Ce sont là des renseignements intéressants, mais on était en droit d'attendre plus d'une « biographie intellectuelle » : une évaluation de sa pensée, permettant de se repérer en elle et de voir aussi en quels endroits elle pose question. Le plus surprenant d'ailleurs à ce propos est que, si François Dosse est intarissable sur le moindre centre de recherches du fin fond de la Norvège ou le plus insignifiant des doctorants explorant la pensée du maître - sa biographie est certainement à ranger dans le genre institutionnel-universitaire -, il semble ignorer que Castoriadis est devenu une des références de la pensée « anti-système », notamment via Jean-Claude Michéa (6). Il s'agit là, en large part, d'une captation fort discutable. Car, si Castoriadis a ouvert la voie à une critique de l'hubris (l'excès) du capitalisme néolibéral et de l'absence de sens de son développement - au point qu'on peut voir en lui un des annonciateurs de la présente crise de l'Occident - et s'il dessine de facto une sorte de « troisième voie » entre capitalisme et communisme, il est resté jusqu'au bout fidèle à son projet d'une émancipation des individus dans une société ultra-démocratique - soit le strict inverse du conservatisme social, prétendument « républicain », que prône trop souvent ladite pensée anti-système.
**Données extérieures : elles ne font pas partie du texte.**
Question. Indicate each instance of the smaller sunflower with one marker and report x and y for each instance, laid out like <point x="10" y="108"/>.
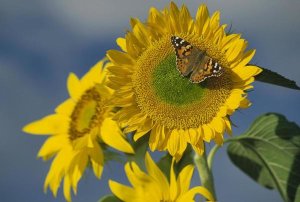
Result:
<point x="154" y="187"/>
<point x="76" y="128"/>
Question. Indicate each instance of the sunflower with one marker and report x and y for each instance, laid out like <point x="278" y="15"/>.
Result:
<point x="75" y="130"/>
<point x="155" y="187"/>
<point x="154" y="99"/>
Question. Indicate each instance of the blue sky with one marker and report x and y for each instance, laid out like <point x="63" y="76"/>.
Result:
<point x="42" y="41"/>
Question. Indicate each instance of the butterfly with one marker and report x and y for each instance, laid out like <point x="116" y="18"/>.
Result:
<point x="194" y="62"/>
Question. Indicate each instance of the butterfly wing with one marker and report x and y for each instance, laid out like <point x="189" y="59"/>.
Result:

En même temps, il y a bien chez Castoriadis, lorsqu'il se consacre à la critique sociale (7), des assertions qui frisent la réaction. Comme son idée d'une « basse époque » que nous vivrions dans les arts, sa dénonciation du relativisme intellectuel et moral du libéralisme, ou encore son affirmation répétée d'une « supériorité malgré tout » de la civilisation gréco-occidentale, du fait qu'elle autorise son autocritique, sur d'autres (comme la civilisation musulmane) restées fermées sur elles-mêmes, ce qui constitue le fin du fin de la « réflexion théorique » d'un site comme BoulevardVoltaire... Il ne s'agit pas là d'amoindrir sa pensée mais de constater qu'elle restait, malgré sa puissance, engluée dans nombre de partis pris avec lesquels elle s'était donné pour tâche de rompre.

Et comment une démocratie vraie pourrait-elle ne pas être, en un sens (à préciser, bien sûr), « relativiste » puisque pluraliste ? L'usage parfois dévoyé de sa pensée apparaît de ce fait comme un révélateur des faiblesses inhérentes à sa démarche et l'occasion, si possible, d'y remédier - comme si Castoriadis était demeuré une sorte d'« homme des Lumières » universalisantes, et donc assez fatalement ethnocentriques. Pour la série de livres rassemblant ses articles théoriques, il avait choisi comme titre : Les Carrefours du labyrinthe. Il serait temps, en bref, de rechercher une issue à ces impasses. Sous ce regard, ce n'est donc pas tant d'un Castoriadis, une vie -même revu et corrigé (8) - que nous aurions besoin, mais d'un « Castoriadis, un avenir » : une réflexion prolongeant, en n'hésitant jamais à la bousculer sur ses points faibles, celle qu'a entamée celui qu'on peut considérer comme le « nouvel Aristote » - d'une aide théorico-pratique essentielle - d'un XXIe siècle que nous, contemporains, avons encore, et en toute autonomie, à imaginer.